Milano, 15 novembre 2018 - Il kamikaze e gli altri maraneros finiscono in carcere l’8 ottobre 2013. Quel giorno, la polizia assesta un colpo durissimo alla Mara Salvatrucha, la potentissima banda di latinos d’importazione centroamericana che aveva preso piede pure all’ombra della Madonnina: in 25 vengono arrestati con l’accusa di aver preso parte a un’associazione a delinquere finalizzata alla commissione di una lunga serie di reati. Un blitz che di fatto azzera l’intera catena gerarchica della gang Ms-13 in versione milanese, svelando riti d’iniziazione e meccanismi interni.

Tutto finito? No, perché, come in tante altre realtà criminali, capita che nuove leve di ragazzi cerchino di colmare il vuoto imitando i predecessori, affascinati dal mito della pandilla e dalla possibilità di dominare il territorio facendo leva sulla ferocia del branco. Un identikit che, stando all’ultima indagine della Squadra mobile, ben si attaglia ai profili dei salvadoregni Jose Isabel Mendez Duran detto Psyco ed Ellas Ernesto Avalos Cabrera alias Malia, a tutti gli effetti «affiliati alla Ms-13»: il gergo era quello della Mara, così come i luoghi di ritrovo e l’abitudine di andare sempre in giro con le lame. Soldati in erba. Pericolosi non tanto per la capacità di gestire attività illecite quanto per l’assenza di scrupoli nel compiere atti violenti senza un perché. La dimostrazione arriva dall’aggressione compiuta all’alba del 3 giugno scorso, all’uscita dalla discoteca Spazio 25 di via Toffetti: calci e pugni su un 17enne a terra (che chiameremo Oscar), poi quattro colpi di punteruolo alla schiena. Ieri gli investigatori della sezione «Criminalità straniera» della Mobile, coordinati dal dirigente Lorenzo Bucossi e dal funzionario Vittorio La Torre, hanno chiuso il cerchio: il 26enne Cabrera, che avrebbe sferrato le coltellare, dovrà rispondere di tentato omicidio; il 38enne Duran, il 24enne honduregno Daniel Alejandro Mayorga Bonilla alias Catracho e il 20enne salvadoregno William Alfredo Campos Ronquillo detto Blanco (gli ultimi due sono ritenuti «fiancheggiatori» della gang) sono accusati di rissa aggravata.

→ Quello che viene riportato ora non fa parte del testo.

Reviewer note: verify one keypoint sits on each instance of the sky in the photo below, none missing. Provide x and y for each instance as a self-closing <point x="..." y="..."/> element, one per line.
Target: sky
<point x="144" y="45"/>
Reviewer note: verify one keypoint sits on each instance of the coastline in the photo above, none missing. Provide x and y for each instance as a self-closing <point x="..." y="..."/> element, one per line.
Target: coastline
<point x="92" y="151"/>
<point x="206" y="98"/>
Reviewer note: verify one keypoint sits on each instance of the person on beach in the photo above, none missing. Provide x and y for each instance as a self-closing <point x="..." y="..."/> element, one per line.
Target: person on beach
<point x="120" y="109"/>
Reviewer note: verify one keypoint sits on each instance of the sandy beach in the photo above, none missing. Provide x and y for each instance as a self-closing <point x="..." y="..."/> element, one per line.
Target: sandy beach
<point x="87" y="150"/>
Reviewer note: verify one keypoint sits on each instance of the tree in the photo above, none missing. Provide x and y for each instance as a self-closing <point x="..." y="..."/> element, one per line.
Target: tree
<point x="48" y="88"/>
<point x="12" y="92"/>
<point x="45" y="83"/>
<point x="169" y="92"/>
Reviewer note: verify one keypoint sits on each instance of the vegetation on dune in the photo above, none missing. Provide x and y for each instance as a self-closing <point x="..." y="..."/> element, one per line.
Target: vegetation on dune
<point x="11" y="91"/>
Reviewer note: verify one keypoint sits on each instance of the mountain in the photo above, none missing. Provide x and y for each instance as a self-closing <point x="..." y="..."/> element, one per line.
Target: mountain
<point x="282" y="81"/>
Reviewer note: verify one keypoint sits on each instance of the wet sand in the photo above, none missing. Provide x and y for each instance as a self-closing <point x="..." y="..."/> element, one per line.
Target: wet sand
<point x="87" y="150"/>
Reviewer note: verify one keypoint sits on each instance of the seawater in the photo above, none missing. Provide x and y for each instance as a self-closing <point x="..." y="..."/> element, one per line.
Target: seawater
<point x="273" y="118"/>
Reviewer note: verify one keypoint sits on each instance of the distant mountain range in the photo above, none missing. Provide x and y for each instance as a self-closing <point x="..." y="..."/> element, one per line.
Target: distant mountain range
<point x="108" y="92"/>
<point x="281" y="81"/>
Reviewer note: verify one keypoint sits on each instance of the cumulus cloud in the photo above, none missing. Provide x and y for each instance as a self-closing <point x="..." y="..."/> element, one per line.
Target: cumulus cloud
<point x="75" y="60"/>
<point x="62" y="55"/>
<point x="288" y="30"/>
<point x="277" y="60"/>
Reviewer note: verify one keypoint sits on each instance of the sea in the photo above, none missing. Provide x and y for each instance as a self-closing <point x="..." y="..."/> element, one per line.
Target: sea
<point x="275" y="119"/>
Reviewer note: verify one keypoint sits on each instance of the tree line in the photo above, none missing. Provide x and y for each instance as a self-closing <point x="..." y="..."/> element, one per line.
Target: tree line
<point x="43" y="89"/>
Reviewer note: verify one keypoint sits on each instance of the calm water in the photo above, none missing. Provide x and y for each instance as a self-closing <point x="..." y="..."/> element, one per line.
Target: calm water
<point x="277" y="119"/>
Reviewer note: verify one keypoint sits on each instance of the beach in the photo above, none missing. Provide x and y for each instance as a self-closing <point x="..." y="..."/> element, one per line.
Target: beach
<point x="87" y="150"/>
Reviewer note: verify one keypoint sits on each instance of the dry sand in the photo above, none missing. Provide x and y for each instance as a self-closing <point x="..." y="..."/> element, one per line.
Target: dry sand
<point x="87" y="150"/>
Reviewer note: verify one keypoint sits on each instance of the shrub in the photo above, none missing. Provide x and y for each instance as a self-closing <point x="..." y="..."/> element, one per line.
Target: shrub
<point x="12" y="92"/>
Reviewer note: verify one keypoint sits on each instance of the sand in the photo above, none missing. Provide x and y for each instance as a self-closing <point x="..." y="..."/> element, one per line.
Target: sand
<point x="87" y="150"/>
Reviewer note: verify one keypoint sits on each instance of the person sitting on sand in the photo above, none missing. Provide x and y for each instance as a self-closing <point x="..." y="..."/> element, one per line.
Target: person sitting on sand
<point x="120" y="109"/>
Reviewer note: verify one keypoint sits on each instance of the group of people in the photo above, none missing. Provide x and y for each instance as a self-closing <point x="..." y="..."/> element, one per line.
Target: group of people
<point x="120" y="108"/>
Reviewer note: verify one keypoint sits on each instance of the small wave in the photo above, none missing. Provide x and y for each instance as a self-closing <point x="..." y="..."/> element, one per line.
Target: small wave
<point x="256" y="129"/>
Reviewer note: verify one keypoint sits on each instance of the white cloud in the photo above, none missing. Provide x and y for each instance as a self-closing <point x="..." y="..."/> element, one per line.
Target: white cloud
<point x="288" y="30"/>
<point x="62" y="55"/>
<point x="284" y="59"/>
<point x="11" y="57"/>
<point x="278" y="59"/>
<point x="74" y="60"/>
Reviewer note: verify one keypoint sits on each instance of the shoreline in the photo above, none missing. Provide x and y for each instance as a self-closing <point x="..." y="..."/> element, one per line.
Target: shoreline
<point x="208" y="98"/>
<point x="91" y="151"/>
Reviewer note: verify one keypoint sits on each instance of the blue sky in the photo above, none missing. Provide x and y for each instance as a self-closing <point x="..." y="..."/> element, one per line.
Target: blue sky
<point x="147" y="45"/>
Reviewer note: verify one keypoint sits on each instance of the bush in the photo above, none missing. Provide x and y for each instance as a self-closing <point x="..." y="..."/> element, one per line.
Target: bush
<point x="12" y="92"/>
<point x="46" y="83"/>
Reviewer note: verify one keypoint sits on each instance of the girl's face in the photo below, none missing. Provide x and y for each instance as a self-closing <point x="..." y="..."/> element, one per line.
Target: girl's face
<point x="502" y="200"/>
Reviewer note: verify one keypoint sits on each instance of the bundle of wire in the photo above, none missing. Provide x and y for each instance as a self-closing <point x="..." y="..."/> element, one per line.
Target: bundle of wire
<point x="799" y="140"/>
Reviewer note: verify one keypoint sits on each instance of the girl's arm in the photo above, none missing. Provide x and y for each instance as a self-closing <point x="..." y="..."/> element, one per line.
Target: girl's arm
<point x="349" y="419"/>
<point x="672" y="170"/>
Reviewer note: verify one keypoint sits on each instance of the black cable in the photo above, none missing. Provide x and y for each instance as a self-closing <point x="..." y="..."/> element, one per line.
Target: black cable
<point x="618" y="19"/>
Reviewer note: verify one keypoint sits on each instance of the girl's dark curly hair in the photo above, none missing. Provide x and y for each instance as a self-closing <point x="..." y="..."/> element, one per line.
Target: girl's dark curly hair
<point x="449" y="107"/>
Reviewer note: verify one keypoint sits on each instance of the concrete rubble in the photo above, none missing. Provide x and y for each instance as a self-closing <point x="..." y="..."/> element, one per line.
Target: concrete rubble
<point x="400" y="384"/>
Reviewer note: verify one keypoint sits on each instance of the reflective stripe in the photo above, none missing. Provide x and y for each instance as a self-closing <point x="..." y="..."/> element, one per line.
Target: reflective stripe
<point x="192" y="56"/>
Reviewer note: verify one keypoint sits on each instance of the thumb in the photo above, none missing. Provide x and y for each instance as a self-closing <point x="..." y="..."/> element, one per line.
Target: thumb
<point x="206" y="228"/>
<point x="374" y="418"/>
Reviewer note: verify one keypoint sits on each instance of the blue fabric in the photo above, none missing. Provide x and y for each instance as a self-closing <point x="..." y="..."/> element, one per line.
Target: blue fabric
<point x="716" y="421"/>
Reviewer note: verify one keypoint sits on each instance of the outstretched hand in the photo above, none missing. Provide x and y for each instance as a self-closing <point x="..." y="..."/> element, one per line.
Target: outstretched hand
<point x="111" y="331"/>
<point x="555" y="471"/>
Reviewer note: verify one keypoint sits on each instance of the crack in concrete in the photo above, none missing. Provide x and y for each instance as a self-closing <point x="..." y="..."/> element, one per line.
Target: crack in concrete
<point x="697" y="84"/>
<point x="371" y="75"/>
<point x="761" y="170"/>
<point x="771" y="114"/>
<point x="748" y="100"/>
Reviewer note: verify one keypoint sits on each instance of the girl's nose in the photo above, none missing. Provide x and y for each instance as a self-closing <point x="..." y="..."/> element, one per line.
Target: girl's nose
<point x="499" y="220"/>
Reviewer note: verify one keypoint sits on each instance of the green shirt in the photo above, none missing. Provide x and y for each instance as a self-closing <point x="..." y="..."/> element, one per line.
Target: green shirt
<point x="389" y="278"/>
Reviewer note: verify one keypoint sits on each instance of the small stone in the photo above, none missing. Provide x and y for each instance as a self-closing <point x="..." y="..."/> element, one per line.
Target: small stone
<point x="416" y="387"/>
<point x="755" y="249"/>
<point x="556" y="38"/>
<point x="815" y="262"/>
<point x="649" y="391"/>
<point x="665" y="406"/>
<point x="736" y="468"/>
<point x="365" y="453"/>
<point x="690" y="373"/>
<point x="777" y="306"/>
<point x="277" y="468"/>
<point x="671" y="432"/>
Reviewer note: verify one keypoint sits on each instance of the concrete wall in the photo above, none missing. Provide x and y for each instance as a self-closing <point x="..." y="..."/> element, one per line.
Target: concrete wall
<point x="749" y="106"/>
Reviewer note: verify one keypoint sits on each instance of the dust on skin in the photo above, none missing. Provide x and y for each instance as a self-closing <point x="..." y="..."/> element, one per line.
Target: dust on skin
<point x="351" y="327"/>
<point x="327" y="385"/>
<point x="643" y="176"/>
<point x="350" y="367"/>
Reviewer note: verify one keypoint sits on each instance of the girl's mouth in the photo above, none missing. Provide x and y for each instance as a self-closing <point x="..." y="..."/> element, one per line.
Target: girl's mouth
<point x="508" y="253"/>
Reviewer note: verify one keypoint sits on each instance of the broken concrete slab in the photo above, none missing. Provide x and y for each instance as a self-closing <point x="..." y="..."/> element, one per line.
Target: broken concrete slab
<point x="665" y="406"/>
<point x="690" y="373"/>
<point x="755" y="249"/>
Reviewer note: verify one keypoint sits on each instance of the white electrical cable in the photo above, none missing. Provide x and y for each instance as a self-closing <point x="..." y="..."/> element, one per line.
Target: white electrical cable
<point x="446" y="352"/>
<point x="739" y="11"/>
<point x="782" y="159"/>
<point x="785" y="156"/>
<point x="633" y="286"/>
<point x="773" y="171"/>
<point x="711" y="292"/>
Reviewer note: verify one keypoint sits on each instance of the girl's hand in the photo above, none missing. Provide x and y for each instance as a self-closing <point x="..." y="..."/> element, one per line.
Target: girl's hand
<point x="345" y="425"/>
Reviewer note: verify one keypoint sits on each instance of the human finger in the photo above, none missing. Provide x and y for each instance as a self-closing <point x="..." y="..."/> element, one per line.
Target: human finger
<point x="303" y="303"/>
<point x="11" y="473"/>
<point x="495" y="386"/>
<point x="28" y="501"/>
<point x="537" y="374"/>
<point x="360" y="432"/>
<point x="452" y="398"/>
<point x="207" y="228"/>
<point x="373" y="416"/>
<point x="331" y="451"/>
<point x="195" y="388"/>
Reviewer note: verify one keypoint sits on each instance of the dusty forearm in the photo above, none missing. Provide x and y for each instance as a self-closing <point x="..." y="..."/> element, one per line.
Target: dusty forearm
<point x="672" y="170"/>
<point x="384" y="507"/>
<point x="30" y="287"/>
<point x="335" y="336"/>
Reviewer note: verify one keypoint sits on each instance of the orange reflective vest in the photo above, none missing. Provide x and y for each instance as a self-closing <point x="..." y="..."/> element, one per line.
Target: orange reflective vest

Ecco i fatti, riportati nell’ordinanza emessa dal gip Alessandra Simion su richiesta del pm Maria Letizia Mocciaro. Tutto nasce all’interno del locale ex Besito, a Porto di Mare. Una banale discussione in pista forse scatenata da un apprezzamento di troppo a una ragazza, sembra finita lì. Una volta fuori, alle 5, le due comitive si ritrovano: quella di Psyco e Malia da una parte, quella di Oscar (che non risulta gravitare nel mondo delle bande) dall’altra. Il primo a essere aggredito è un amico del 17enne, che riesce a scappare. Poi tocca a Oscar: «Un giovane del gruppo dei dieci – racconterà ai poliziotti – si è avvicinato a me e mi ha chiesto qual era il mio problema. Io gli ho chiesto quale era il suo di problema. Immediatamente mi ha sferrato un pugno sul volto: io ho reagito e l’ho fatto cadere per terra». Oscar e Mendez Duran lottano sull’asfalto: «Tre suoi amici sono intervenuti e si sono scagliati contro di me, aggredendomi con calci e pugni in varie parti del corpo e in particolare sul volto. Durante la colluttazione, ho sentito anche dei colpi alla schiena che potevano essere stati cagionati da qualche oggetto appuntito, ma dato che avevo bevuto tanto li ho sentiti in maniera lieve». Sono fendenti: uno perforerà il polmone, mettendo a serio rischio la vita del 17enne, poi dimesso con 30 giorni di prognosi. Le indagini partono dall’analisi dei filmati di due telecamere all’angolo con via Gaggia: una in particolare ha immortalato i quattro aggressori. Il resto lo fanno le testimonianze dei presenti, che parlano di ragazzi arrivati dalla provincia di Varese (due dal capoluogo e due da Busto Arsizio) e descrivono l’agguato con dovizia di particolari. I sospettati si sentono braccati: «Stavo pensando di venirti a trovare... perché la situazione è nera...», dice uno alla sorella. Cambio di programma: tutti a San Vittore.